US companies remain optimistic about their corporate futures in China, despite slowing GDP growth, rising operating costs and regulatory challenges, according to a report released Wednesday by the American Chamber of Commerce in Shanghai (AmCham Shanghai).
Specifically, 73 percent of the 377 executive respondents said that their Chinese operations were profitable and 75 percent reported revenue growth in 2014, said the report, which is based on an annual survey conducted by AmCham Shanghai in partnership with Control Risks, a global risk consultancy.
Meanwhile, optimism within the American business community remains high, with 85 percent reporting an optimistic or slightly optimistic five-year outlook, according to the report.
"The survey data on the business performance shows that our members continue to succeed and embrace opportunities in China," Kenneth Jarrett, president of AmCham Shanghai, said at a launch event for the report Wednesday.
While some media reports said that global investment was leaving China due to the slowing economy, US companies still expressed continued commitment toward investment in China.
According to the report, 29 percent of the companies surveyed ranked China as their No.1 global investment priority, while 96 percent reported they had maintained or increased investment levels in China operations last year. Also, 67 percent reported a planned increase in investment in their forecast for 2015, with 28 percent expected to maintain investment unchanged from the level of 2014.
"In spite of recent reports on capital moving out of China, we still achieved the targets [of attracting foreign investment to the zone last year]," Ryan Keh, an assistant to the director with the Investment Promotion and Service Bureau under the Administration Committee of Pinghu Economic-Technological Development Zone in East China's Zhejiang Province, told the Global Times Wednesday.
"There's still interest in investment even when the economy is slowing," Keh said.
At an industry level, the report also found that the healthcare industry had the highest level of confidence in their corporate futures in China. This is despite the fact that they reported the lowest profitability.

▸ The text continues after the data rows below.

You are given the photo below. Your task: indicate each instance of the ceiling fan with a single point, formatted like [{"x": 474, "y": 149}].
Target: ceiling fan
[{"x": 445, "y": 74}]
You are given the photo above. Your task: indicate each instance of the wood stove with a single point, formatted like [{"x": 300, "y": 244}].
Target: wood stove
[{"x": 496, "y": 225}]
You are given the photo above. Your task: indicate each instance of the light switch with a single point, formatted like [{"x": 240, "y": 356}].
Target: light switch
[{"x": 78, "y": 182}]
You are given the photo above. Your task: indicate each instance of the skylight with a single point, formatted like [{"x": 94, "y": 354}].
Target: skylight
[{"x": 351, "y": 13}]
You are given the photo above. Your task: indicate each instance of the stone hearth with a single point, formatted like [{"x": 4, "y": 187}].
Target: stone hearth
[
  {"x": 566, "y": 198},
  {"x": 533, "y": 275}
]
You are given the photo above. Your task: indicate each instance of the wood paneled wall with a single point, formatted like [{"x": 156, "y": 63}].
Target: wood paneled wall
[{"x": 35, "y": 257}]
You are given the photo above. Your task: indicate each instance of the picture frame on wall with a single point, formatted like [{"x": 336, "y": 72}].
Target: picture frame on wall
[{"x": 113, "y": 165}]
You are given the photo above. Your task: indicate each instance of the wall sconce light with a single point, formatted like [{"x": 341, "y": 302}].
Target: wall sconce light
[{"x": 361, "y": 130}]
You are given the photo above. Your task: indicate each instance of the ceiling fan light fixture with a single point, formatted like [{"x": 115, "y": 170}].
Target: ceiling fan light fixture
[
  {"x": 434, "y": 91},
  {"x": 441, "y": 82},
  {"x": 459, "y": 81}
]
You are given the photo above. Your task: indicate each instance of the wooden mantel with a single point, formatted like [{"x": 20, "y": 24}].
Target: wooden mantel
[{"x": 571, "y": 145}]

"It makes sense, because the healthcare industry is growing so fast [that] people feel very optimistic about introducing more foreign companies to the Chinese market," Shirley Zhao, China president of US pharmaceutical company Allergan, said at the event. "A lot of new companies come to China, so there is a high percentage of them who have yet to make a profit."

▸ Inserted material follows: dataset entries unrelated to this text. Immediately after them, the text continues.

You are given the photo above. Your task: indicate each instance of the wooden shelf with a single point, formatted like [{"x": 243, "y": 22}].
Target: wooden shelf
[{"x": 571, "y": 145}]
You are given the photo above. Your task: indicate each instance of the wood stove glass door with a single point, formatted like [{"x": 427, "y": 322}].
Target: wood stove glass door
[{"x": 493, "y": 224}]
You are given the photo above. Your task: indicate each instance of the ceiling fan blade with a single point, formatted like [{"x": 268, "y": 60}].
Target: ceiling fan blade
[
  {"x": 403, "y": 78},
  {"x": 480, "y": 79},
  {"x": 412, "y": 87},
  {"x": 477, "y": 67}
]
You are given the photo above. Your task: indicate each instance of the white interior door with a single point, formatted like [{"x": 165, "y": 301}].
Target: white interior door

In addition, the report also showed that general optimism may have been tempered due to an increase in operating costs, potential risk of an economic slowdown and perceptions of regulatory bias against international companies. Companies also said that a lack of transparency continues to hinder business, as the report described the regulatory environment as increasingly unclear.
"Overall, business challenges were greater than the regulatory challenges," Kent Kedl, managing director of Greater China and North Asia for Control Risks, told the event. "Top business challenges were getting worse, while top regulatory challenges were staying the same."

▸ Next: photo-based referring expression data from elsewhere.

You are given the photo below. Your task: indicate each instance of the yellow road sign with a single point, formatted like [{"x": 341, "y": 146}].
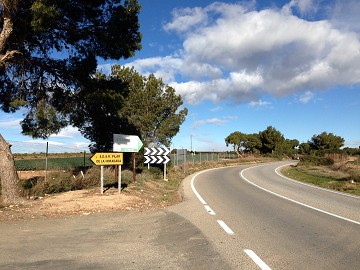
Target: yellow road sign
[{"x": 107, "y": 159}]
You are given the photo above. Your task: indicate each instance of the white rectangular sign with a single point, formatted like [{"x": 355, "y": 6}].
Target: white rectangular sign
[{"x": 126, "y": 143}]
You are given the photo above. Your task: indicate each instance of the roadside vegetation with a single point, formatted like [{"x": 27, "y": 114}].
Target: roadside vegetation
[{"x": 343, "y": 176}]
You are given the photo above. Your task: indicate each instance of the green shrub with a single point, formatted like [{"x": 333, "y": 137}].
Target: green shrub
[{"x": 315, "y": 161}]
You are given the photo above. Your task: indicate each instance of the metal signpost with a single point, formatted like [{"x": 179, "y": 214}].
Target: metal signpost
[
  {"x": 129, "y": 144},
  {"x": 107, "y": 159},
  {"x": 157, "y": 156}
]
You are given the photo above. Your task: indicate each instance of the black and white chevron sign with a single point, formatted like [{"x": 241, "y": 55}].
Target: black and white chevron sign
[
  {"x": 153, "y": 151},
  {"x": 156, "y": 159}
]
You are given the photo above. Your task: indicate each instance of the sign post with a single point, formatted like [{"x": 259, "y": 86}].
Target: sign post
[
  {"x": 107, "y": 159},
  {"x": 157, "y": 156},
  {"x": 129, "y": 144}
]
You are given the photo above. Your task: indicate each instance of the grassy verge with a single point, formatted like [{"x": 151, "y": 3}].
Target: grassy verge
[{"x": 320, "y": 176}]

The top business challenge in China last year was rising costs, followed by human resource constraints and domestic competition, with 91 percent of respondents indicating costs as their No.1 challenge. Meanwhile, companies ranked the top regulatory challenges facing US companies in 2014 as an unclear regulatory environment, difficulty enforcing contract terms and tax administration, according to the report.
"The biggest challenge we have right now is the speed of change or reform. As a bank, we receive about four or five hundred regulation changes every year," Carl Wegner, managing director of Deutsche Bank, told the event. "[But] the reform is a fantastic opportunity … so the biggest challenge for financial institutions is keeping up with those changes and regulations."
"As [Chinese President] Xi Jinping has been saying, there is a 'new normal.' It's not going back to what it was, there will be something there, so temporary discomfort, but a new compliance standard will be established," Kedl noted.